Rubicon’s former top executives Luke Moriarty and Mark Taylor have agreed to drop their claim for severance packages in exchange for about $1.8 million of cash and shares.
The pair had been in charge of the forestry biotech firm since it was formed in 2001 to commercialise innovation during the break-up of Fletcher Challenge, taking assets from the energy and forestry divisions.
They announced their exit last August following a boardroom shake-up, and Rubicon subsequently noted their claim as a contingent liability.
Rubicon today said all parties reached an amicable settlement, in that Moriarty and Taylor will collectively be paid $100,000 in cash and 9 million shares. At today’s price of 19.3 cents, that amounts to about $1.7 million.
The first 4 million shares will be allotted on April 1, with the balance to be completed by April 2022.
Rubicon has struggled to fire in its 17-year history, raising about $71 million through two rights issues and two placements, and using proceeds from the sale of its Tenon stake to repay bank debt.
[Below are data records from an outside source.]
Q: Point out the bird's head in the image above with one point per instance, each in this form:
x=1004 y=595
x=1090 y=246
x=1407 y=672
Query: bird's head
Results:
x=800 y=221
It’s never paid dividends.
The shares first started trading at 45 cents on March 26, 2001. They reached a high point of $1.21 in March 2011 but have languished below the initial trading price for the past four years.
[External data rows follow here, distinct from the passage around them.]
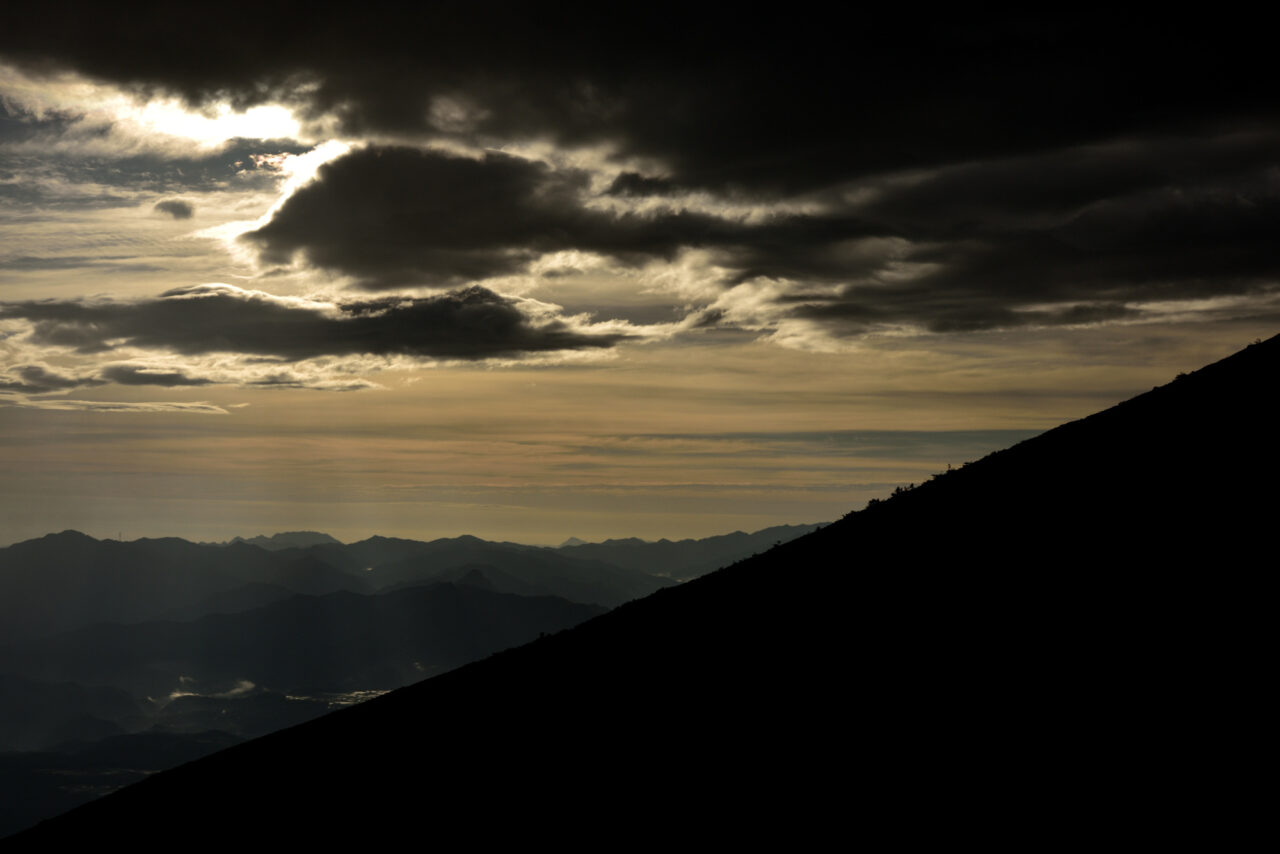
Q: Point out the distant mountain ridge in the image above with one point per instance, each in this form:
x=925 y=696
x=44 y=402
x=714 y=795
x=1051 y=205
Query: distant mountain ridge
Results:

Moriarty got a $650,000 bonus last year for the prior 24-month period, which included Rubicon’s sale of Tenon and acquisition of ArborGen. His base salary was $289,000.
The $600,000-$610,000 band was Rubicon’s top earner in the March 2018 year, followed by one person on $470,000-$480,000.
The prior year, Moriarty’s base salary was $578,000, plus a $72,000 retention payment and a $100,000 bonus granted by Tenon’s independent directors for leading the sale process.
Moriarty held 3.5 million shares at April 30 last year, while Taylor held 1.1 million shares via a superannuation fund. When they set up Rubicon in 2001, Moriarty held about 525,000 shares and pulled down a $425,000 salary. The next highest salary band at the time was $290,000-$300,000.